Frontal cortex leads other brain structures in generalised spike-and-wave spindles and seizure spikes induced by picrotoxin

Abstract

Generalised spike-and-wave (SW) spindles (5–7 Hz) associated with myoclonic jerks precede the occurrence of regular spikes (2–3 Hz) associated with convulsive seizure induced by picrotoxin. SW spindles occur spontaneously in rodent and cat under some experimental conditions and are considered to be models of human generalised epilepsy. These spindles have been proposed as being led by a thalamic pacemaker. To examine this possibility in picrotoxin-induced SW spindles and seizure spikes, we recorded EEG using chronically implanted unipolar electrodes during intravenous picrotoxin infusion in freely behaving rat. The 6 EEG signals were digitally sampled at 1000 Hz. Linear correlation, spectral, coherence and phase analyses were undertaken to determine time differences (TDs) between EEG channels and the brain structure leading seizure activity. One frontal cortex led all other structures during SW spindles. TD between SW spindles in the leading frontal cortex (Frl) and the contralateral Frl was 3.6 ± 0.5 msec.

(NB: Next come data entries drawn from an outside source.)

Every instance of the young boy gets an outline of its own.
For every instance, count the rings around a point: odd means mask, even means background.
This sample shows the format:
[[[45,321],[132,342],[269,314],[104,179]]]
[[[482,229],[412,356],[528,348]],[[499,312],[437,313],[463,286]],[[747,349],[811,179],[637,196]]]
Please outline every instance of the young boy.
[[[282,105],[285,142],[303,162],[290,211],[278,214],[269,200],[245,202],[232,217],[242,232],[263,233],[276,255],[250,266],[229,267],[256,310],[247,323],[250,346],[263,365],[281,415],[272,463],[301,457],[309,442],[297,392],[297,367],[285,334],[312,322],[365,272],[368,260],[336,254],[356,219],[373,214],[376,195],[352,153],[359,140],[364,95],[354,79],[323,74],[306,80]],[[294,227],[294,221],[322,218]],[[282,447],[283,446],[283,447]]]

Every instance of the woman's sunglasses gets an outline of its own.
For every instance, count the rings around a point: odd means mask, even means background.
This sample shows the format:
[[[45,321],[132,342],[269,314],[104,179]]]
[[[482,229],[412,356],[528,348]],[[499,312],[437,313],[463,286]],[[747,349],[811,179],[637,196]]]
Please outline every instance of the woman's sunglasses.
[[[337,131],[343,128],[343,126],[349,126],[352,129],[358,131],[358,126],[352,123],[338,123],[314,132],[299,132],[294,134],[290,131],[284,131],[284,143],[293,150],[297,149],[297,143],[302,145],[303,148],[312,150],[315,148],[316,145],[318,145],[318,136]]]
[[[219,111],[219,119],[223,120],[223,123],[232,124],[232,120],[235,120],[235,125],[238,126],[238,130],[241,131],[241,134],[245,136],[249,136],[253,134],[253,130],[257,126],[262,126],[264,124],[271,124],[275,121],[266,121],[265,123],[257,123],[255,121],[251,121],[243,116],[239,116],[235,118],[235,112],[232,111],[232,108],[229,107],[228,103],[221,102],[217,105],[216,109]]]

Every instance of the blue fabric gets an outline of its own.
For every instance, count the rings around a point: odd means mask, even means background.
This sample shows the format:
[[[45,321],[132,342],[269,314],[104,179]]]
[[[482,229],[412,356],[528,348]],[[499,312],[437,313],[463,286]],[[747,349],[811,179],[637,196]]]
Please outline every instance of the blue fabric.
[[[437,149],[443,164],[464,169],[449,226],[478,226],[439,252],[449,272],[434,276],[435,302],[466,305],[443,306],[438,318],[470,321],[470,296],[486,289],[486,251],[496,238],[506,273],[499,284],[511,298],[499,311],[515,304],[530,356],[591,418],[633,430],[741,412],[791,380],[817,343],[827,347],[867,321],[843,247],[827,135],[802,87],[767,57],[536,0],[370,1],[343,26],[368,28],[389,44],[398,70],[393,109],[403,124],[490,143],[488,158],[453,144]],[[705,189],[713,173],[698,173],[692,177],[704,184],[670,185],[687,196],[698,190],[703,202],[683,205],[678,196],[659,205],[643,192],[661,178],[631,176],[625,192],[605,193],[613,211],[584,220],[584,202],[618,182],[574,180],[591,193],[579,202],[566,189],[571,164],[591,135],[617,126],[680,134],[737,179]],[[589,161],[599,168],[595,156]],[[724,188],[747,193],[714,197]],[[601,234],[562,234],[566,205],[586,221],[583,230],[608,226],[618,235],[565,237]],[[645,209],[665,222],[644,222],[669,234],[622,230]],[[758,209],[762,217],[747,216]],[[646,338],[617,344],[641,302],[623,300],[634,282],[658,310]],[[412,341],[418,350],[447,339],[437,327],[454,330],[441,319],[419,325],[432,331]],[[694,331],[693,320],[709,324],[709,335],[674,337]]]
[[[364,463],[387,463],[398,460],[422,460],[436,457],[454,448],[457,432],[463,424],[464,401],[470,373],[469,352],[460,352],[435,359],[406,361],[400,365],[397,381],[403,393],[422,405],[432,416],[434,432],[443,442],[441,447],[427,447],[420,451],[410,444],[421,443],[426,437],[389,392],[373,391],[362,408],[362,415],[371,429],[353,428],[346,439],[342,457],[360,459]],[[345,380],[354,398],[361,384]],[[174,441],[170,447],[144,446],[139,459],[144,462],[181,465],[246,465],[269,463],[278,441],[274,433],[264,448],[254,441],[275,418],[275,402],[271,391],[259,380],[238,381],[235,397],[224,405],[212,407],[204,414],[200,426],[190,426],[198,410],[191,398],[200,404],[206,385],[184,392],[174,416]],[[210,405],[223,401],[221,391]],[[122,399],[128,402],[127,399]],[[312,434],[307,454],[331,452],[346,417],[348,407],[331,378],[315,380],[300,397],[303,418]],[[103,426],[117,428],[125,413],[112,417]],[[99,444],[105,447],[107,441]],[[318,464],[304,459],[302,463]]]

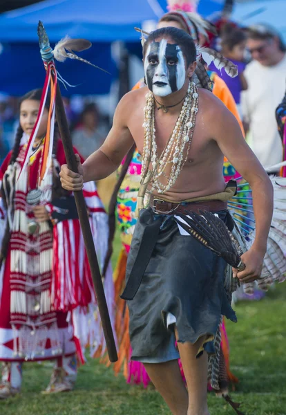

All ipsilateral structures (hippocampus, thalamus, amygdala, caudate nucleus and occipital cortex) were delayed by more than 3 msec from Frl (intralaminar thalamic nuclei − by 6.3 ± 0.9 msec). TDs of SW spindles between subcortical regions were less than 1.5 msec. Similar relationships with slightly smaller TDs were found with spikes during convulsive seizure except TDs between frontal cortices did not significantly differ from zero. We suggest that seizure activity induced by picrotoxin is led by one Frl during SW spindles and by both frontal cortices working as one system during convulsive seizure.